EarthSky got a question about the 2010 U.S. Census from Facebook friend, Diana de la Llata. She asked: “How does the Census count homeless people and immigrants who might be afraid of being deported?” To find out, we asked Mark Mather, Associate Vice President of the Population Reference Bureau. He told us how census workers count people who are homeless.
Mark Mather: The main method is to go out to shelters and to the people who are providing services to the homeless in order to collect information about the homeless population. They also go out to designated street locations and try to count people who are living on the street. And for those who they don’t identify in designated locations, they have places called “Be Counted” centers to try to get people to come in and fill out their form.
To encourage undocumented immigrants to respond to the census, Mather said, the Census Bureau uses TV, radio and billboard messages, and enlists the help of community organizations to let people know that responding to the census won’t get them in trouble.
Mark Mather: They’re not going to use people’s information in any way except for reporting the summary data. The information is completely confidential.
And for people living in the U.S. who don’t speak English, Mather said, there are census forms in five other languages, and assistance guides are available in 59 languages. While mailing back the U.S. census benefits residents when resources are divided between regions, Mather explained that turning in the forms also saves taxpayers money.

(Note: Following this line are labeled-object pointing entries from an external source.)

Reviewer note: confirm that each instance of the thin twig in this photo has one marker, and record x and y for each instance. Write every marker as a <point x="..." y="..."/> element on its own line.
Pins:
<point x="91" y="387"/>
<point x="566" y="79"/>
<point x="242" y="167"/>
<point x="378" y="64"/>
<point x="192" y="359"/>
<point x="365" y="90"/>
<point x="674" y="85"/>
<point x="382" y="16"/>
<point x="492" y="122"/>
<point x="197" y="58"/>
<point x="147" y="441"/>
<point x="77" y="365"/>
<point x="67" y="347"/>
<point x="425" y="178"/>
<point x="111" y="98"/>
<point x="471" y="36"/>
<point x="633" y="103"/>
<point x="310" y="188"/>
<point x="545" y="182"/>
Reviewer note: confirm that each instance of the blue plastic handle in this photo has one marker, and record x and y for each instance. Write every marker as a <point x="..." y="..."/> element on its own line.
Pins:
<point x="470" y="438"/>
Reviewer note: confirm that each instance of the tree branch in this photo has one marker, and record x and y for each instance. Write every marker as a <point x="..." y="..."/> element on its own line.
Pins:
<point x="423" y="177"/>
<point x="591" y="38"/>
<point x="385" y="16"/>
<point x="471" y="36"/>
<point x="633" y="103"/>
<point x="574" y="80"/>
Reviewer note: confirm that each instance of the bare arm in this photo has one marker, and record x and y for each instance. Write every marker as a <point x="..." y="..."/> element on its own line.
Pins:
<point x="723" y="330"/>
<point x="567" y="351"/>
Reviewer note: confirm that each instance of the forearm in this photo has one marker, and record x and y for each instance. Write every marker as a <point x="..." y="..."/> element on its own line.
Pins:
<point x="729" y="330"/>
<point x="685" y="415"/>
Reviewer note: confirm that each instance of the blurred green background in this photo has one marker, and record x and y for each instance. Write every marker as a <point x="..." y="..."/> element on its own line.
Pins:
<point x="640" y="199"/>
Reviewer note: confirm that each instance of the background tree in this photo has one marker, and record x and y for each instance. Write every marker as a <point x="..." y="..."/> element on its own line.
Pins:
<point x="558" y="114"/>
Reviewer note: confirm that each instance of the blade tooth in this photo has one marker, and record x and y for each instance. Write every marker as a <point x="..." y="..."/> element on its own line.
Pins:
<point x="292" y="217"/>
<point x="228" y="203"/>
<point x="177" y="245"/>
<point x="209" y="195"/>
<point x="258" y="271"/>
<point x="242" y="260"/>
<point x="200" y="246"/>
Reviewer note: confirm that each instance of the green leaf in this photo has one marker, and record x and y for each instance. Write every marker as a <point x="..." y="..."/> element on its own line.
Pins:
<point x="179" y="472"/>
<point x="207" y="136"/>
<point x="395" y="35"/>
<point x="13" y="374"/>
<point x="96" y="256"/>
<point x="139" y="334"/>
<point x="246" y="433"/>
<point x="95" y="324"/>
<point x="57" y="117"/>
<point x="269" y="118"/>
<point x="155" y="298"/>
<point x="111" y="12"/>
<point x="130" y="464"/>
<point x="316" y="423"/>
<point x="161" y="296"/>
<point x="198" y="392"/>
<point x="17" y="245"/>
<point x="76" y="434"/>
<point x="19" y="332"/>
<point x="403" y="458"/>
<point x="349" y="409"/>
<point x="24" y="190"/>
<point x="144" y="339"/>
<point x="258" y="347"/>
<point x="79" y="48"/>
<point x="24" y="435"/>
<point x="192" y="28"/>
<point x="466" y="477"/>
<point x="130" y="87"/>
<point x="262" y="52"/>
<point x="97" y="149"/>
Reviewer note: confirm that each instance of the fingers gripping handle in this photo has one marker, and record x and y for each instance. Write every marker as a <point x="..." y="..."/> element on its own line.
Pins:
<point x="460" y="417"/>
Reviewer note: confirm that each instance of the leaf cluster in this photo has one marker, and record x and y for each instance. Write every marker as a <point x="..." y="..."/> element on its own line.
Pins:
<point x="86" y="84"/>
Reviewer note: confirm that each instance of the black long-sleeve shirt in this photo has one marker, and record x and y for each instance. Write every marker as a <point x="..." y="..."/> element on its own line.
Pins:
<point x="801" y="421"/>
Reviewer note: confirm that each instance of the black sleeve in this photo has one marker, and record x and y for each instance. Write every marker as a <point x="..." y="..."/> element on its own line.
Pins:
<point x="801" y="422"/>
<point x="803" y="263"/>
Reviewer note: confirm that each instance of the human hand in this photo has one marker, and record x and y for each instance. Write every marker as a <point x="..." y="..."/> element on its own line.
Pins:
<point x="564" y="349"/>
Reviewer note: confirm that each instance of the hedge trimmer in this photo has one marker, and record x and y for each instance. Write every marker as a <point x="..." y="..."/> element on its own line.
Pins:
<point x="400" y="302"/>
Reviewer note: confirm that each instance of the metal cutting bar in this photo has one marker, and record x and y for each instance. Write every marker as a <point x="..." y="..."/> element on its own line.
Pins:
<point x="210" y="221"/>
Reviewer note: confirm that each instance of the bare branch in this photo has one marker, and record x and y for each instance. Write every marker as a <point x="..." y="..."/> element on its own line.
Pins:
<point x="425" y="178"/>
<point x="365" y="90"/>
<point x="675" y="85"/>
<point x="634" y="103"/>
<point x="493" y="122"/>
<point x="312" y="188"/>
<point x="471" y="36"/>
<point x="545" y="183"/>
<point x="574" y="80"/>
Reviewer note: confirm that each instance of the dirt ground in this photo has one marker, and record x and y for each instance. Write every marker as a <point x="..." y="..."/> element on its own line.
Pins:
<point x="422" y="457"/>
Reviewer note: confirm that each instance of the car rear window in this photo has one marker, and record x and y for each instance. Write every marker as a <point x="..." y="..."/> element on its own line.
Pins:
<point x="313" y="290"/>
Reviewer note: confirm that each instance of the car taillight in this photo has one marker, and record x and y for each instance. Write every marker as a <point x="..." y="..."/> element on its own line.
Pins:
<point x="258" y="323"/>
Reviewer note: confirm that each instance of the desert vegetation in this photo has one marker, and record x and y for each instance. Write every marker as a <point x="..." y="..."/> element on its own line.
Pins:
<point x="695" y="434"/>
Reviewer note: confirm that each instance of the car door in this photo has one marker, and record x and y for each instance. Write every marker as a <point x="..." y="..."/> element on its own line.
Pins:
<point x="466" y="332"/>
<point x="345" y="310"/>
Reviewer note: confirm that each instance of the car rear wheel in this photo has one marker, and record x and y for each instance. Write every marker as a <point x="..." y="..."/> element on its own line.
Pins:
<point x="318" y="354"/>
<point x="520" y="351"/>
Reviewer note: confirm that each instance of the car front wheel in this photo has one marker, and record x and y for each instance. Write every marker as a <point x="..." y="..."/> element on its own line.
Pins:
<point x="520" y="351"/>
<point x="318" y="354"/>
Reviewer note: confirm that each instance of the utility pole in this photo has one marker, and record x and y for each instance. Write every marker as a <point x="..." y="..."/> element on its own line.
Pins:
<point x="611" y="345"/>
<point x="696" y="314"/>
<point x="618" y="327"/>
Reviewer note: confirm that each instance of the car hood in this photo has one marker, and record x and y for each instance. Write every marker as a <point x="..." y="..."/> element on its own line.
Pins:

Mark Mather: In 2000 they had an initial mail response rate of about 67% – that’s the percentage of households that initially mailed back their census form. For every one percentage point drop in that mail response rate it costs the Census Bureau up to 90 million dollars to track down all the non-responding households. They either have to contact them by phone or go knock on their door to try to collect their information.
When the first census was taken in 1790 the United States population was just shy of 4 million. Secretary of State Thomas Jefferson directed this first count, which was used to determine Congressional representation for the original states.